Monday, September 8, 2008

"Graphical Input Through Machine Recognition Of Sketches"

by Christopher F. Herot

Summary

Traditional systems of computer-aided design is more akin to computer-aided evaluation or manipulation. And this paper discusses the approaches to let machines make inference about the meaning of sketches as well as user's attitude toward his design.

The HUNCH system is introduced. It's composed of a set of programs that interpret sketches at different levels. HUNCH was conceived around STRAIT, which found corners in the sketch based on the assumption that drawing speed decreased at corners. Curves are considered to be special corners which are recognized by CURVIT. The first version of STRAIT used a latching algorithm that combined endpoints falling close together, which rendered some bizzare results, which then brings STRAIT without latching - STRAIN. Experiment on computing latching radius by a function of speed also shows unsatisfactory result, because it's based on the assumption that user's certainty in endpoints' position correlate with speed of drawing the line, which doesn't reflect contidion at endpoints. Comparing candidates for latching with GUESS in 3d space may solve the problem, but paradoxically, GUESS relies on the latched data as input. This may require that latching make initial decisions and be modified in later stages if proved untenable. Overtracing reduces quantity of data and turning several overtraced lines into one. 3D projection based on 2D network of lines, and room finding based on floorplan shows success in machine recognition to some extent.

Truely successful system would have to make use of context at lowest level. General case description is mathed against the context-free structure in a top-down fashion and generate a composite structure where all of the syntactic entities of the sketch are assigned a meaning, but the matching process is complicated.

A more interactive system that combines bottom-up data flow of and top-down flow of context information comes from the user as well as high level program is promising. The new system consists of a data base and a set of programs to manipulate it.
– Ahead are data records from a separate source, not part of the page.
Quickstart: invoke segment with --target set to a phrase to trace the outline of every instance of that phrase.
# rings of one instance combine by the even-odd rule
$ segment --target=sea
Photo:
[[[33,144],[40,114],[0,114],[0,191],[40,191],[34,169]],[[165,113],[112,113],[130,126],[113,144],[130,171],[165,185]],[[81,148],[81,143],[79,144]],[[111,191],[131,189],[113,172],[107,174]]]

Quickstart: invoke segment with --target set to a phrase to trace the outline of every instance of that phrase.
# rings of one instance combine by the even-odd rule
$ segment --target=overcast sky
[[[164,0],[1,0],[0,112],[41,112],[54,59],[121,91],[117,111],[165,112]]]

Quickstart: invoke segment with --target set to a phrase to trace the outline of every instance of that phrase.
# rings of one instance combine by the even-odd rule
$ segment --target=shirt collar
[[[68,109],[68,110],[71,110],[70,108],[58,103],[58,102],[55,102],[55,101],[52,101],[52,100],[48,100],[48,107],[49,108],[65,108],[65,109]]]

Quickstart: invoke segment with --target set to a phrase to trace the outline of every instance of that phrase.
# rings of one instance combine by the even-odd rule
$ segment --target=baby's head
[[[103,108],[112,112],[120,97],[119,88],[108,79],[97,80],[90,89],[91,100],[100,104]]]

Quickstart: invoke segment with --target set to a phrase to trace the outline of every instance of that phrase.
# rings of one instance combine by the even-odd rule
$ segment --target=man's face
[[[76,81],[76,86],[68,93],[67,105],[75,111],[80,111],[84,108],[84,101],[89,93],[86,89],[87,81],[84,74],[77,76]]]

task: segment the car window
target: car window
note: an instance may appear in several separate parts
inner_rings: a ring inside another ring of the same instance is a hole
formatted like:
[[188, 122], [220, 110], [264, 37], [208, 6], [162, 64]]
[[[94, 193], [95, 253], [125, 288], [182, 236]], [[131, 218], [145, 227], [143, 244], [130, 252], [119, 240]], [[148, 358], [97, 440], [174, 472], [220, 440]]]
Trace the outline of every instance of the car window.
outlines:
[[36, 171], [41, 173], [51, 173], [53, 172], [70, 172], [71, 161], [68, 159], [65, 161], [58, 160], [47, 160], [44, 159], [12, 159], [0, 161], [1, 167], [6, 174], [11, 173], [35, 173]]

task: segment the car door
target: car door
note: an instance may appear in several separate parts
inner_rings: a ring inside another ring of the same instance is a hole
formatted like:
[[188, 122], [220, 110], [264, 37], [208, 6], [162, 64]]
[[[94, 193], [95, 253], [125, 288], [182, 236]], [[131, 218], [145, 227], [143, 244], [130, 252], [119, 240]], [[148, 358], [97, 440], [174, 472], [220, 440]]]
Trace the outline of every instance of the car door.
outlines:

A set of functions such as speed and bentness are used to find lines and curves. By varying the number of points in an interval, machine's interpretation can be manipulated to fit closest to user's intention. Inference-making procedures are run in background, allowing interpretation on the fly. Latching is decided by certainty factors, and should be controlled by user profile. Also, latching radius should adjust according to some factors.


Discussion

This paper shows an "intelligent" system. It really tries to recognize what the user has drawn, although the speed factor depends purely on drawing habits of individual users. The idea of involving the context information (used by human observer) into the system is great, which facilitats decision making by assgining meaning to things being sketched. However, human intervention - context, intentions, etc. - is still playing a part in interpretation ("For example, if the program were told that the user has drawn a square, it could vary the size of the interval until the two functions produced exactly five peaks.")

1 comment:

Daniel said...

I'm also a fan of using context for recognition, though it's still something that has to be specified by the user. Though much of this could just be during training, where you assign a context to an object. This would allow for the same gesture but with different contexts (ex: a plus sign for math versus a positive sign for electronics). Ambiguity would be resolved by the context of the other gestures drawn.